#30jourspourécrire #jour11 #lacimedelenfance
J'ai écarté les pans de ma mémoire comme on ouvre avec ses doigts le rideau velours d'un théâtre pour jeter un oeil sur la salle avant la représentation. Une once de trac, une once de curiosité, une once d'excitation. La mémoire est capricieuse, elle ne découvre que ce qu'elle veut bien révéler.
Une cour d'école, un pantalon gris qui gratte et une veste longue sans manche taillés dans un costume de mon père par les doigts de fée de ma mère, et une ronde chantée "au palais royal, c'est un beau quartier, toutes les jeunes filles sont à marier...".
Une grande fenêtre double ensoleillée et sur le rebord, une boîte qui toque, je n'ose pas l'ouvrir, pas encore...que vont donner les petits pois sauteurs de pif gadget?

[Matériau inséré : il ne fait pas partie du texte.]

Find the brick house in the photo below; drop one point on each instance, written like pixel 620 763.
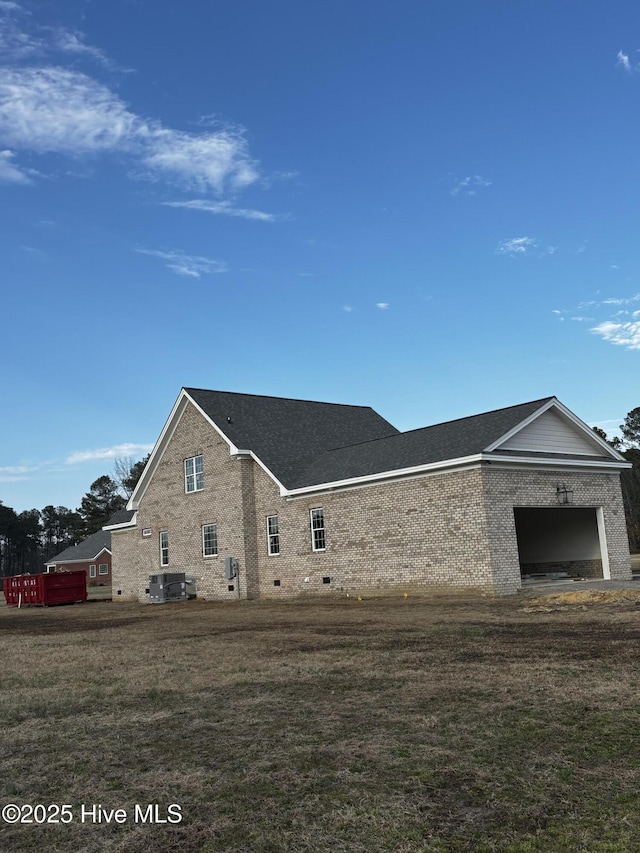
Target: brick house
pixel 315 497
pixel 93 555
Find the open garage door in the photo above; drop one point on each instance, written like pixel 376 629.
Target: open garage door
pixel 562 541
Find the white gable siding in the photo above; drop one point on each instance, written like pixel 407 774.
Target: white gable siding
pixel 551 433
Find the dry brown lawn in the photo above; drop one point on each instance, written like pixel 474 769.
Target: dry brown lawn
pixel 392 725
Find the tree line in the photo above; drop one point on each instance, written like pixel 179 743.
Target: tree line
pixel 29 539
pixel 629 447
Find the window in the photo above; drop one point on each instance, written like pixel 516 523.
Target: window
pixel 193 474
pixel 164 548
pixel 318 538
pixel 210 540
pixel 273 535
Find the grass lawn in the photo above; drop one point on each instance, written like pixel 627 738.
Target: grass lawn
pixel 392 725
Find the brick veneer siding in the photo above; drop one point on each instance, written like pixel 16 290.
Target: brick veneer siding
pixel 80 565
pixel 453 530
pixel 404 535
pixel 165 506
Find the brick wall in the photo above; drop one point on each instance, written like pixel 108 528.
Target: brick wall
pixel 453 530
pixel 428 531
pixel 165 506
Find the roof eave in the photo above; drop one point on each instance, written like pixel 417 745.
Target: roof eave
pixel 384 476
pixel 123 524
pixel 454 464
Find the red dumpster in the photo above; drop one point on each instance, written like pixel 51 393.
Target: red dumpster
pixel 42 590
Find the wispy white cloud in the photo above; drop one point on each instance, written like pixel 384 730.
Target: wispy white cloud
pixel 118 451
pixel 470 185
pixel 193 266
pixel 516 246
pixel 624 61
pixel 14 473
pixel 622 334
pixel 9 172
pixel 223 208
pixel 72 42
pixel 621 324
pixel 46 108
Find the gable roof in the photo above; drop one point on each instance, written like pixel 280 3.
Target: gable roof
pixel 286 434
pixel 457 439
pixel 309 446
pixel 88 549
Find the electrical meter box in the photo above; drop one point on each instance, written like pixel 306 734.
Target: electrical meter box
pixel 230 568
pixel 170 586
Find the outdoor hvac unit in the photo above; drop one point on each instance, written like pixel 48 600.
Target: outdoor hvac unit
pixel 174 586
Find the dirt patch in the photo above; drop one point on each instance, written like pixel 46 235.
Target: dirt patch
pixel 585 597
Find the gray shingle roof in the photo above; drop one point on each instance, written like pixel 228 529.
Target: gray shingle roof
pixel 122 516
pixel 305 443
pixel 450 440
pixel 85 550
pixel 286 435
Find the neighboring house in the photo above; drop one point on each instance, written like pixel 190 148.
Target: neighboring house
pixel 93 555
pixel 317 497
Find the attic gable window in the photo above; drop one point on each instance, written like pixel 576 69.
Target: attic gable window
pixel 318 537
pixel 193 474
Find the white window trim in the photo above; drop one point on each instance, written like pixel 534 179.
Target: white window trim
pixel 271 536
pixel 315 529
pixel 164 548
pixel 204 554
pixel 193 475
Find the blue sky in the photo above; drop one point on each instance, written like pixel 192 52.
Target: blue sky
pixel 426 206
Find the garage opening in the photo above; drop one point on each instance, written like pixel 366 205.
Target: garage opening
pixel 561 542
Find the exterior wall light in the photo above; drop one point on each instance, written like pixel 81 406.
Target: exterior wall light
pixel 563 494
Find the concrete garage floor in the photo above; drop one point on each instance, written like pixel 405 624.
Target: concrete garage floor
pixel 537 587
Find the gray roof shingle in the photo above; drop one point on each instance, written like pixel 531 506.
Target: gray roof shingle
pixel 85 550
pixel 285 434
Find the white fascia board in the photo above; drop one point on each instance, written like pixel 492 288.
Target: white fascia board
pixel 81 559
pixel 554 403
pixel 161 444
pixel 521 425
pixel 123 524
pixel 546 461
pixel 268 471
pixel 385 476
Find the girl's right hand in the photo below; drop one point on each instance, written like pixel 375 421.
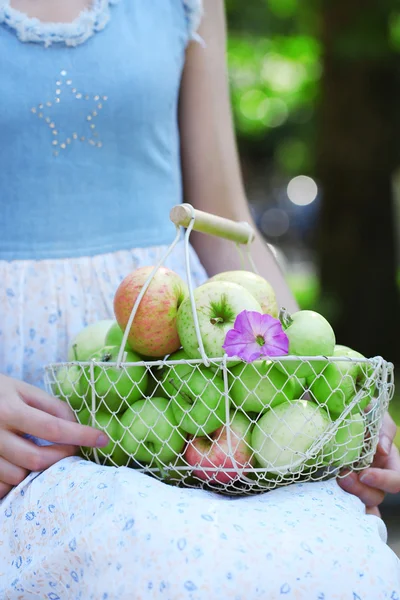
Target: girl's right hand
pixel 25 409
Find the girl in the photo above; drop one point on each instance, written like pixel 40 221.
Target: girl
pixel 108 114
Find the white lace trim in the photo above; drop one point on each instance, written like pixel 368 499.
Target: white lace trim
pixel 194 13
pixel 29 29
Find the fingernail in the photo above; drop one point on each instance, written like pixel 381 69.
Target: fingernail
pixel 102 440
pixel 349 480
pixel 367 478
pixel 386 444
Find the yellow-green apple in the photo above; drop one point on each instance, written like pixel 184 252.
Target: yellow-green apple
pixel 218 304
pixel 225 454
pixel 257 386
pixel 258 287
pixel 68 385
pixel 115 336
pixel 340 381
pixel 199 402
pixel 283 435
pixel 309 334
pixel 153 332
pixel 348 443
pixel 149 432
pixel 89 340
pixel 116 387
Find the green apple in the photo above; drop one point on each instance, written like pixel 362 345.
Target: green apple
pixel 284 434
pixel 115 336
pixel 105 421
pixel 258 287
pixel 176 372
pixel 68 385
pixel 199 402
pixel 154 387
pixel 257 386
pixel 89 340
pixel 217 305
pixel 348 442
pixel 117 387
pixel 309 334
pixel 340 381
pixel 149 432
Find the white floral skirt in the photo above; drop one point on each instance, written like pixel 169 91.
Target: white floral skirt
pixel 43 304
pixel 79 530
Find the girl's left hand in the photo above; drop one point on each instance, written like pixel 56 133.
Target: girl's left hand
pixel 382 477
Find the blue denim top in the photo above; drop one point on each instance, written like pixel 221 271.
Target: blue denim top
pixel 89 139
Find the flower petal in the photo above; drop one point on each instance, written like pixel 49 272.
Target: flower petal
pixel 242 341
pixel 254 321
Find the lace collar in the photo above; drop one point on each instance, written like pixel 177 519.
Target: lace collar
pixel 29 29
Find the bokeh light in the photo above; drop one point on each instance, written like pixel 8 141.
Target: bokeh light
pixel 302 190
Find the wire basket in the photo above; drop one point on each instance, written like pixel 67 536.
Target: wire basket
pixel 223 424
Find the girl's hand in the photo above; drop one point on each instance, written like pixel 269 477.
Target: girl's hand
pixel 25 409
pixel 382 477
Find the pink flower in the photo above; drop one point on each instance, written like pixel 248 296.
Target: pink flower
pixel 254 335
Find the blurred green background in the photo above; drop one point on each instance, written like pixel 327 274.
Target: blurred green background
pixel 315 94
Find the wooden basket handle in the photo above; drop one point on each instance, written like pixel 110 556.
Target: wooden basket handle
pixel 241 233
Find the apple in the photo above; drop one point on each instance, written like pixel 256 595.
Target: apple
pixel 199 402
pixel 340 381
pixel 89 340
pixel 282 436
pixel 257 386
pixel 218 304
pixel 348 443
pixel 115 336
pixel 154 387
pixel 309 334
pixel 153 332
pixel 149 432
pixel 176 372
pixel 105 421
pixel 258 287
pixel 116 387
pixel 222 457
pixel 68 385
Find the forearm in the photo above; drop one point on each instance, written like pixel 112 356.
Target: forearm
pixel 210 167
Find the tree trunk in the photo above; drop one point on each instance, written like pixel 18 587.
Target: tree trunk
pixel 356 159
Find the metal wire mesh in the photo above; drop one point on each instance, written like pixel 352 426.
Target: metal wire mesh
pixel 221 424
pixel 239 429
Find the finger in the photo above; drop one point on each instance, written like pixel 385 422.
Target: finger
pixel 53 429
pixel 43 401
pixel 391 462
pixel 382 479
pixel 27 455
pixel 373 510
pixel 10 473
pixel 4 489
pixel 368 495
pixel 386 435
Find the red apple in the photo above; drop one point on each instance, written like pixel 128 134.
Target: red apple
pixel 212 452
pixel 153 332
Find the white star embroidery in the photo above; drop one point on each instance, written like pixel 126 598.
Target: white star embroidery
pixel 64 85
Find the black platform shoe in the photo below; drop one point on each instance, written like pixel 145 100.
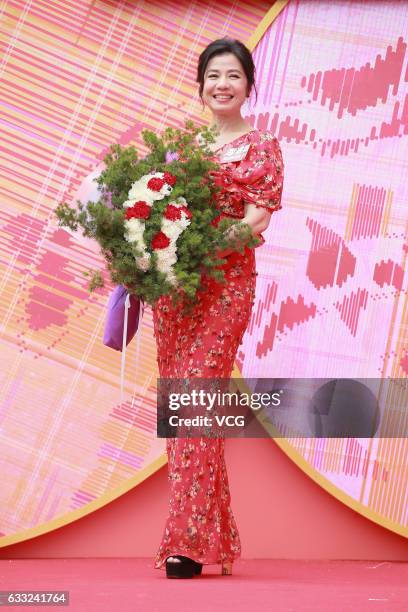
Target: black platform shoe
pixel 183 568
pixel 197 568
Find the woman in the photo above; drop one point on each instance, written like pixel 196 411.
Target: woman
pixel 201 528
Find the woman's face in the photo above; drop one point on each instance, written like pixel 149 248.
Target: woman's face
pixel 225 84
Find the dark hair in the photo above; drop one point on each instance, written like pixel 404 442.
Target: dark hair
pixel 227 45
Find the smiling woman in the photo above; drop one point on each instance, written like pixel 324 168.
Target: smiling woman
pixel 201 528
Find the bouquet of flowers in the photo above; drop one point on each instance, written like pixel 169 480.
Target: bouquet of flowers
pixel 155 219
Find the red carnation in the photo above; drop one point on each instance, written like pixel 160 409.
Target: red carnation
pixel 140 210
pixel 160 241
pixel 170 179
pixel 172 212
pixel 155 184
pixel 188 212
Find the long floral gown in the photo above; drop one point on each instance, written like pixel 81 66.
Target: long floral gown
pixel 200 522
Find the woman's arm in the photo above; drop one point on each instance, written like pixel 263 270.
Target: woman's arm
pixel 257 218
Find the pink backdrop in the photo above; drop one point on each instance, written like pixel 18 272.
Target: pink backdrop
pixel 331 293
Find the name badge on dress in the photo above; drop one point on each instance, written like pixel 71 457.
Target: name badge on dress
pixel 235 154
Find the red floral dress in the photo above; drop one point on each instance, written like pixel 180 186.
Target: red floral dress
pixel 200 523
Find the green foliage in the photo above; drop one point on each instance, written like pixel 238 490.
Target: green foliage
pixel 196 246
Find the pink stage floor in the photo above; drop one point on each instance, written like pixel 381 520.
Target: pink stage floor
pixel 123 585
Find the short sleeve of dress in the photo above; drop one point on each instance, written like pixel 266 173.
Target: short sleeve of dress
pixel 261 175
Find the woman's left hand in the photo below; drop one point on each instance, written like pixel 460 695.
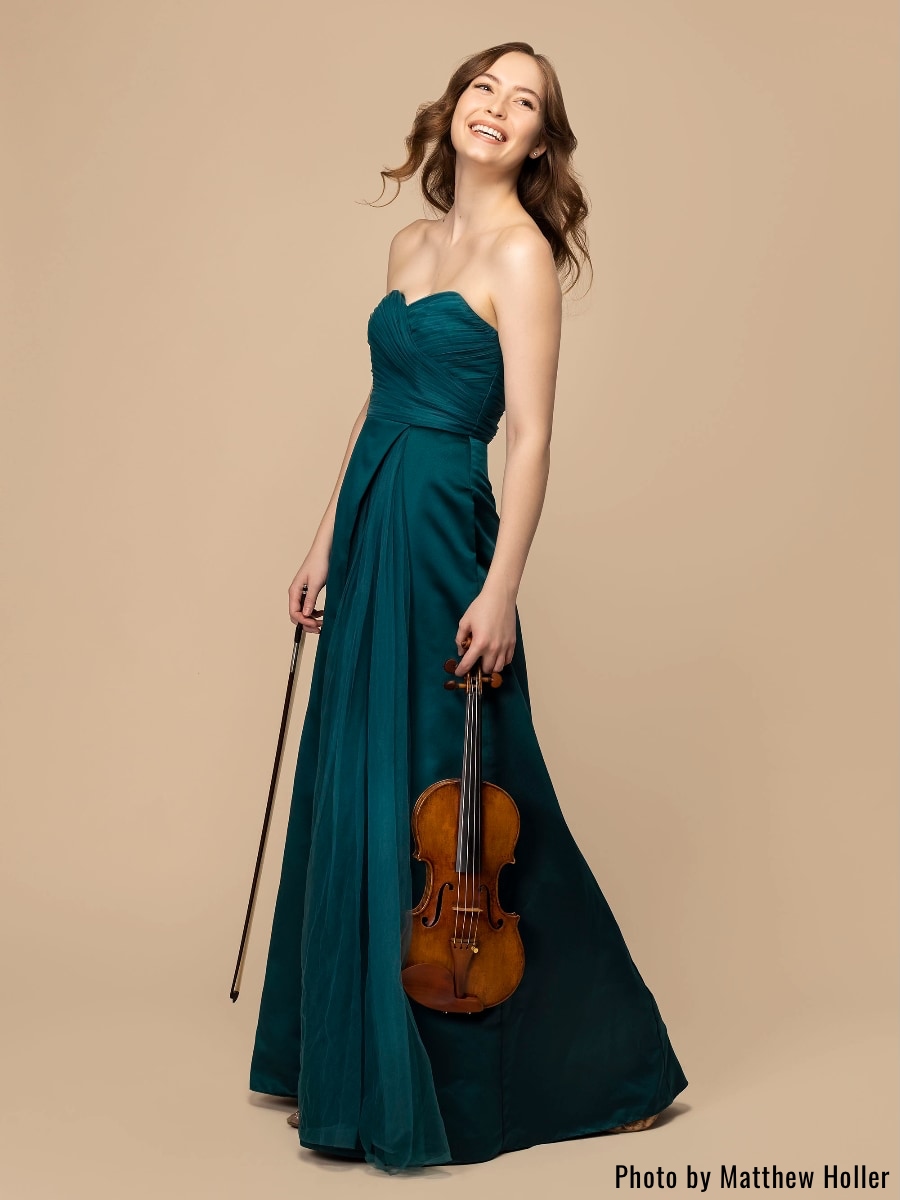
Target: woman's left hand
pixel 487 631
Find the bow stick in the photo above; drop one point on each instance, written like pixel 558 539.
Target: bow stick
pixel 295 658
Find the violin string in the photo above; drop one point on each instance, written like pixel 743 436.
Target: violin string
pixel 461 821
pixel 469 813
pixel 479 813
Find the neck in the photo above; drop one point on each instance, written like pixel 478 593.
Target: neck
pixel 481 203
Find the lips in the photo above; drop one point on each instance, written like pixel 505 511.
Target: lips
pixel 486 137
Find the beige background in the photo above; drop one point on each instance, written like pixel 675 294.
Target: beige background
pixel 708 609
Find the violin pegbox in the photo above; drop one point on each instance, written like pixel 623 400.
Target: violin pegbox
pixel 492 678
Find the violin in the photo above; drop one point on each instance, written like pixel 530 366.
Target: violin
pixel 465 953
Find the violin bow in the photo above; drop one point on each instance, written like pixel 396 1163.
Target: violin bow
pixel 295 658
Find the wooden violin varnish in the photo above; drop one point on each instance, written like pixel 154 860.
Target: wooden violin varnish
pixel 465 953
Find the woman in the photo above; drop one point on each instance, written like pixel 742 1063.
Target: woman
pixel 417 558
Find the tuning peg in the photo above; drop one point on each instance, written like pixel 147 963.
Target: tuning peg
pixel 493 679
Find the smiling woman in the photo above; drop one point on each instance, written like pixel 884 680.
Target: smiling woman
pixel 396 1060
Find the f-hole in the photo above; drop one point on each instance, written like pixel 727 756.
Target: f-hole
pixel 430 924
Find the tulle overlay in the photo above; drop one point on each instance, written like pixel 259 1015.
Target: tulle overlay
pixel 580 1047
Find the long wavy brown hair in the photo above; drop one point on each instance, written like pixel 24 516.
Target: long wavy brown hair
pixel 549 187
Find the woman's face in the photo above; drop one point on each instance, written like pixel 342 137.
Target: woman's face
pixel 509 99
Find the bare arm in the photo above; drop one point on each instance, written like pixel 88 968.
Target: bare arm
pixel 324 534
pixel 313 569
pixel 527 300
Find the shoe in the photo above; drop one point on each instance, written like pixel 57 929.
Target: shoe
pixel 634 1126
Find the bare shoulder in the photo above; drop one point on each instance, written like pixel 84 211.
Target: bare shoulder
pixel 522 268
pixel 407 240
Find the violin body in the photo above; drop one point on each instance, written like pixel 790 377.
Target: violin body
pixel 465 952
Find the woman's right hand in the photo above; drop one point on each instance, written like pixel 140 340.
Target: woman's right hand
pixel 312 573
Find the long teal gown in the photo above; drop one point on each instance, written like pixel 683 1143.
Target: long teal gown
pixel 580 1045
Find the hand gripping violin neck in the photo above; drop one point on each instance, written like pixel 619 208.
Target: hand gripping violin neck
pixel 465 952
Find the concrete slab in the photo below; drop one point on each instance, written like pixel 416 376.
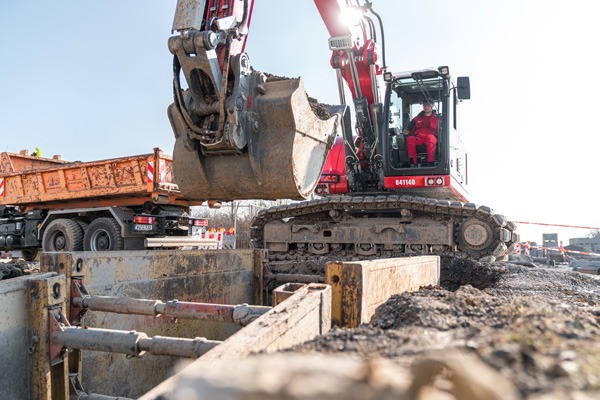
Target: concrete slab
pixel 303 316
pixel 359 287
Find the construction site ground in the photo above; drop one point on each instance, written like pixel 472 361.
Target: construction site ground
pixel 517 329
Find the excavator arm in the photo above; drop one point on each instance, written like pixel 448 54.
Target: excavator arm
pixel 238 135
pixel 355 58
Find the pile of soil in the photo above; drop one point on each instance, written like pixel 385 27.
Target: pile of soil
pixel 536 326
pixel 14 268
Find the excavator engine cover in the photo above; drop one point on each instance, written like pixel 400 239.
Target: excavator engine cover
pixel 287 144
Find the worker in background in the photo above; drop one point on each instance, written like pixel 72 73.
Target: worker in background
pixel 423 129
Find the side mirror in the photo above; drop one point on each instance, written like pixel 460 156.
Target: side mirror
pixel 463 87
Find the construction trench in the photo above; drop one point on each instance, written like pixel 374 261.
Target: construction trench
pixel 114 325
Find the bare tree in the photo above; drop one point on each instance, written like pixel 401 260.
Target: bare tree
pixel 237 215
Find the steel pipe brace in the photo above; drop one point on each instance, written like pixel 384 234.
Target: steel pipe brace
pixel 132 342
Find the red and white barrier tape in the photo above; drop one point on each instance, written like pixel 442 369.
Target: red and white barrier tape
pixel 559 225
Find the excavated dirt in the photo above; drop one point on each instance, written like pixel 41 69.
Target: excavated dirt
pixel 321 110
pixel 520 327
pixel 536 326
pixel 14 268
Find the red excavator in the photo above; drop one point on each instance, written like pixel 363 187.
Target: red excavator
pixel 235 122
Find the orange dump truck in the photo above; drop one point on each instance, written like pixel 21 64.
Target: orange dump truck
pixel 127 203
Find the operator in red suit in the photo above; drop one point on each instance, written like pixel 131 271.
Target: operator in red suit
pixel 423 129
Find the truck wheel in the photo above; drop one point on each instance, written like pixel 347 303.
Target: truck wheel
pixel 62 235
pixel 103 234
pixel 31 254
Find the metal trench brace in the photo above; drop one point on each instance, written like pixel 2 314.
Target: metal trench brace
pixel 57 341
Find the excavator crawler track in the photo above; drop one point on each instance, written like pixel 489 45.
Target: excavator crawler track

La pièce interdite de la maison de famille en Franche comté, les adultes sont bien trop occupés avec l'alcool de poire, mes cousins et cousines et moi rejouons dans le noir avec nos lampes torches, un remake du club des cinq, je suis Claude évidemment, même si dans les romans de la bibliothèque verte, elle m'agace un peu.
La mémoire est un arbre qui pousse à l'envers, plus le souvenir est profond, plus les branches sont distantes les unes des autres et plus il est difficile de les atteindre.
Les guêpes tournent autour du piège que mon Pépère André a fabriqué pour qu'elles ne me piquent pas. Quelques unes se débattent au fond dans l'eau mélangée à la confiture de quetches. Il est vieux Pépère André, il est doux, il ne parle pas souvent mais je le comprends, même dans ses silences. Je le suis partout et quand on s'asseoit tous les deux sur le banc derrière la maison, il s'endort un peu le menton sur sa main qui tient sa canne. Alors je lui caresse l'autre main et il sourit derrière sa moustache blanche.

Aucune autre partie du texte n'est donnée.